1990年に『看護の日』が、1992年には「看護師等の人材確保の促進に関する法律」が制定されました。医療における看護の重要性が改めて認識されはじめた頃です。また、患者さんや家族が、「看護師さんは、”患者”という側面だけでなく、生活や人生を送る一人の人間としての自分を理解し、支え、寄り添ってくれる存在」だということを、体験者の言葉として語り始めたときでもあります。
そのような背景の中で、当時、医療者個人への直接のお礼を控える文化がではじめたことも相まって、患者・家族の方々からの「何とかお礼の言葉を伝えたい、看護師さんの役に立つことで、恩返しをしたい」との声におされて、「サンクスナース」の活動が始まりました。個人の思いをひとつに集めることによって社会化する、新しい試みでもありました。発起人は故・日野原重明先生はじめ5人の委員にお願いをしました。

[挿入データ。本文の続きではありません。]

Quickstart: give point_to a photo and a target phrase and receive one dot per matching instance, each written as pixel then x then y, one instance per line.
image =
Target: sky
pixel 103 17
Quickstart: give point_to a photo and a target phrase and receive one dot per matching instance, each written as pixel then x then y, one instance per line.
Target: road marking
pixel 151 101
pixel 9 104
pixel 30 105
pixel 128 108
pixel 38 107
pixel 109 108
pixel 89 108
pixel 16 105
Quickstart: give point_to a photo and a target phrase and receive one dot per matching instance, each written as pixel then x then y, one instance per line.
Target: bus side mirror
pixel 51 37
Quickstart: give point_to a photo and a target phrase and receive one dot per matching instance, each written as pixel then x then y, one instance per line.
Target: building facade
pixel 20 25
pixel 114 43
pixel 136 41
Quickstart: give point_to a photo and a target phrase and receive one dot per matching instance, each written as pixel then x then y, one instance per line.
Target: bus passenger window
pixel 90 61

具体的には、多くの患者・家族の皆さまから届く感謝のメッセージを、私たちが仲介役となり看護師お一人おひとりにお届けする活動、看護師の皆さまの学びを支援する活動、コンサートなど、ありがとうの気持ちを表現する活動、などに取り組みました。このような活動が継続できましたのは、個人の皆さまからのご寄付、様々なアイデアでご協力くださった企業、有識者、文化人、メディアなど、たくさんのご支援があったからにほかなりません。
そこから、27年が経ちました。その間、委員の方々の高齢化などによる活動休止を経て、2018年、NPO法人キャンサーリボンズの中に主旨をそのままにして引き継ぎました。

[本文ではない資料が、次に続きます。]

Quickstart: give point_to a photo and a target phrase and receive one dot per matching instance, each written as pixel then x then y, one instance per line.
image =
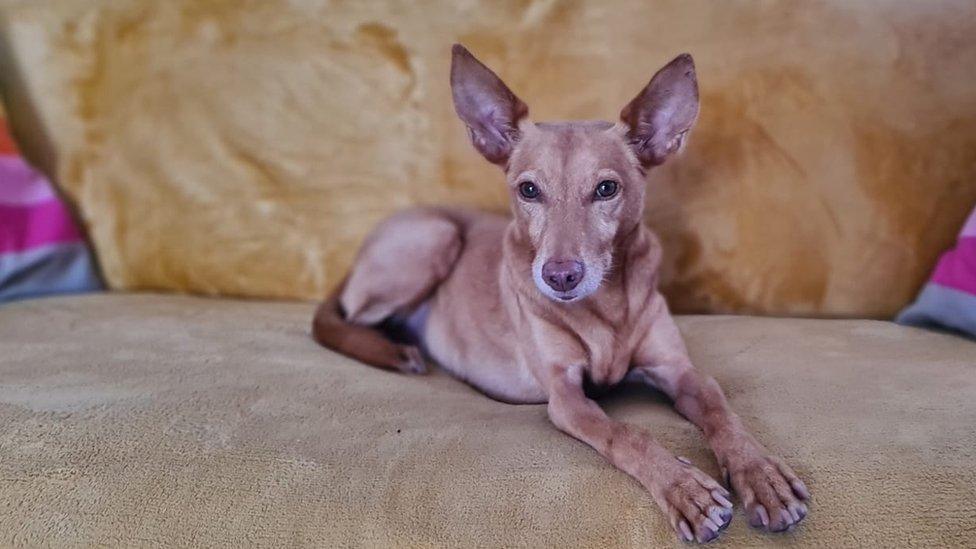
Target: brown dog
pixel 529 309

2020年に生誕200年を迎えたナイチンゲールは、「看護は科学的思考を要する仕事」であり、同時に、「自分自身は決して感じたことのない他人の感情のただなかへ自己を投入する能力をこれほど必要とする仕事はほかにない」と語っていたということです。事実、私たちは、科学的思考と、どんな時も目の前の患者さんに寄り添おうとする思いや感性、誰かの力になりたいという志を併せ持つ多くの看護師さんに出会ってきました。私たちがそこで感じた看護の力、看護の本質は、どれだけ医療が高度化し専門化しても変わることはないでしょう。
私たち「サンクスナース」プロジェクトは、少しでも看護師の皆さまや看護界のお役に立てるよう、常に「サンクスナース」の原点を忘れずに、その時代その時のご意見やニーズをお聞きしながら、サポートにつながる活動に取り組んでまいります。